OptimalBits / redbird

A modern reverse proxy for node
BSD 2-Clause "Simplified" License
4.41k stars 280 forks source link

Removing headers to work with other web servers and systems #257

Open Starystars67 opened 4 years ago

Starystars67 commented 4 years ago

Hello,

So I am having a bit of an issue with redbird proxy and trying to make it work with the following project: https://github.com/plan-player-analytics/Plan/issues/1488 . So first a little background, I currently have several domains running through my redbird setup all pointing to various web servers over a selection of machines connected via vlans using a mix of http and https.

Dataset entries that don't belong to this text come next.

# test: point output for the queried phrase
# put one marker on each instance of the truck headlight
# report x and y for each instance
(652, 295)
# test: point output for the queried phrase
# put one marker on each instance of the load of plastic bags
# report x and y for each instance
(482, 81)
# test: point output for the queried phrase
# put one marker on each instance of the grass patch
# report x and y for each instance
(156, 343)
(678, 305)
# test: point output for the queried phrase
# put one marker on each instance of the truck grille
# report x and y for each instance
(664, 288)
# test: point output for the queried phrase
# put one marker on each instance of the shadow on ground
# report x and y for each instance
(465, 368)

I am currently trying to add Plan to the list of websites run through redbird however i get the following error: HPE_UNEXPECTED_CONTENT_LENGTH when loading the page. When looking in the console of redbird is see the following: image After talking to the developer of Plan and creating a ticket on their github (link above) it appears to be related to the headers, specifically redbird using: Transfer-encoding: where as plan uses: Content-Length. Is anyone able to help with either solving the problem or advising how i can tap into the system to manipulate the request / response accordingly. Currently this is the code i am trying to run but as you can see it does not run in the above image:

proxy.register("example.net", "http://192.168.100.2:8804", {
    ssl: {
        key: "certs/example.net-key.pem",
        cert: "certs/example.net-cert.pem",
    },
//},{
    onRequest: (req, res, target) => {
      // called before forwarding is occurred, you can modify req.headers for example
      // return undefined to forward to default target
      console.log(target)
      console.log("=================================================")
      console.log(req)
      console.log("=================================================")
      console.log(res)
      console.log("=================================================")
      res.removeHeader('transfer-encoding'); // changing the header
    }
});

It seems that the onRequest is never called and I dont seem to be able to find any good documentation on it either which is not helping matters.

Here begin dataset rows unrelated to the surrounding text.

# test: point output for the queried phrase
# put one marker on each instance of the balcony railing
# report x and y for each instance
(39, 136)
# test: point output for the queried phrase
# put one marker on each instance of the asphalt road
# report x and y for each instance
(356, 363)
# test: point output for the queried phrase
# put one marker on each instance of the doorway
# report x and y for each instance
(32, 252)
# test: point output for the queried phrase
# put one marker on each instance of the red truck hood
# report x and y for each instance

Many thanks to anyone who can help. I really would prefer not to have to change my proxy over this.

jackmaresca commented 4 years ago

Maybe you are using latest version on npm which does not contains commits regarding onRequest, proxyTimeout..

Starystars67 commented 4 years ago

@jackmaresca that is correct, latest from npm. Given your comment can you tell me a github version/tag or commit version to work from if you know of a stable one?